Name:
Andrew ID:
Collaborated with:
On this homework, you can collaborate with your classmates, but you must identify their names above, and you must submit your own homework as an knitted HTML file on Canvas, by Sunday 10pm, this week.
Thanks to Sean Lahman, extensive baseball data is freely available from the 1871 season all the way to the current season. We’re going ot use a SQLite version of the baseball database put together by Jeff Knecht, at https://github.com/jknecht/baseball-archive-sqlite. The most recent SQLite database was recently updated to include the 2016 season. It has been posted to the class website at http://www.stat.cmu.edu/~ryantibs/statcomp-S18/data/lahman2016.sqlite. Download this file (it’s about 50 MB) and save it in the working directory for your lab.
1a. Load the packages DBI
, RSQLite
, plyr
into your R session. Using dbDriver()
, dbConnect()
, set up a connection called the SQLite database stored in lahman2016.sqlite. Use dbListTables()
to list the tables in the database.
1b. Using dbReadTable()
, grab the table named “Salaries” and save it as a data frame in your R session, called salaries
. Check that salaries
has dimension 26428 x 5, and display its first 5 rows.
1c. Using the salaries
data frame and ddply()
, compute the payroll (total of salaries) for each team in the year 2010. Display the first 5 rows of the output. Then list the 3 teams with the highest payrolls, and the 3 teams with the lowest payroll (ouch!).
1d. Reproduce the answers to Q1c, but now using appropriate SQL queries, using dbGetQuery()
.
2a. Use a SQL query and dbGetQuery()
to compute the total payroll for each team, added up over the years between 1985 and 2016. Hint: dbGetQuery()
actually returns a data frame. You should have a data frame of dimension 46 x 2, and the 2 columns should display the team ID and the payroll. Check that your data frame has the right dimensions and display its first 10 rows. Then, answer: what team has the highest total payroll? The lowest payroll? Where do the Pirates rank?
2b. Use a SQL query and dbGetQuery()
to compute the payroll for each team, separately for each year in between 1985 and 2016. Hint: GROUP BY
can take two arguments, separated by a comma. You should have a data frame of dimension 918 x 3, and the 3 columns should be display the team ID, year, and payroll. Check that your data frame has the proper dimensions, and display its last 10 rows.
2c. Plot the Pittsburgh Pirates’ payroll over time (i.e., over the years 1985 to 2016), with appropriately labeled axes and an appropriate title.

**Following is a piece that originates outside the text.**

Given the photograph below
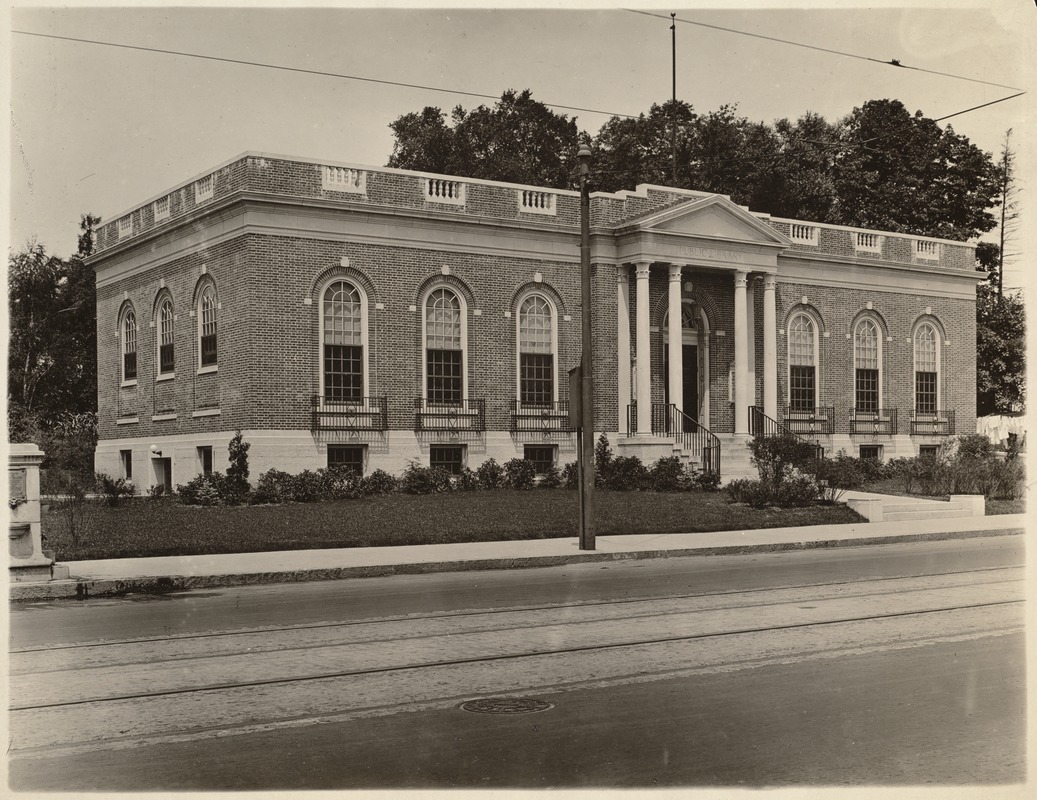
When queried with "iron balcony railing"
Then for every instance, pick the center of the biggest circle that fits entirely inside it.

What is the trend that you see?
2d. On a single plot, display the payrolls over time (i.e., over the years 1985 to 2016) for 8 teams of your choosing. Make sure that their payroll curves are distinguishable (by color, line type, some combo, you choose). Make sure that the y limit is properly set (so the extremes of all curves are properly contained within the plotting region). Use appropriately labeled axes, an appropriate title, and an informative legend.
Challenge. To make these plots more sensible, we need to adjust for inflation. Find data on the average consumer price index (CPI) over the years 1985 to 2016, and use this to adjust the payrolls for inflation and reproduce your plot from Q2d. Comment on the changes.
3a. Use a SQL query and dbGetQuery()
to calculate the top 10 best batting averages achieved by a player in any season after 1940. Note: batting average is the number of hits (H
) divided by number of at bats (AB
) achieved by a player in a given season, but (let’s say) it is only defined for players that have at least 400 at bats in that season. Your resulting data frame from the SQL query should be 10 x 3, with the 3 columns displaying the playerID, yearID, and batting average.
3b. Compute batting averages as described in Q3a, but now plot a histogram of all of these battings averages (aggregated over all players and all seasons after 1940), with an appropriate title. Use a large value of the breaks
argument to get a good sense of the shape of the histogram. Does this look like a normal distribution to you? What is the estimated mean and the standard deviation? Overlay the normal density curve on top of your histogram, with the appropriate mean and variance, and comment on how it fits. Challenge: perform a rigorous hypothesis test for normality of batting averages here; you might consider using ks.test()
.
3c. For the computed batting averages in the last question, separate out the batting averages before and after 1985. Plot two overlaid histograms, using transparent colors, for the batting averages before and after 1985. Set an appropriate title and informative legend. Do the distributions look different? If so, how? Challenge: perform a rigorous hypothesis test for the difference in distributions here; you might again consider using ks.test()
.
3d. Modifying your SQL query in Q3b so that you also extract, in addition to the batting averages, the number of home runs (for all players and all seasons after 1940). Produce a scatterplot of the number of home runs versus the batting average, with appropriate axes labels and an appropriate title. What does the general trend appear to be? Overlay the least squares regression line on top of your plot. What could go wrong with using this regression line to predict a player’s home run total from their batting average?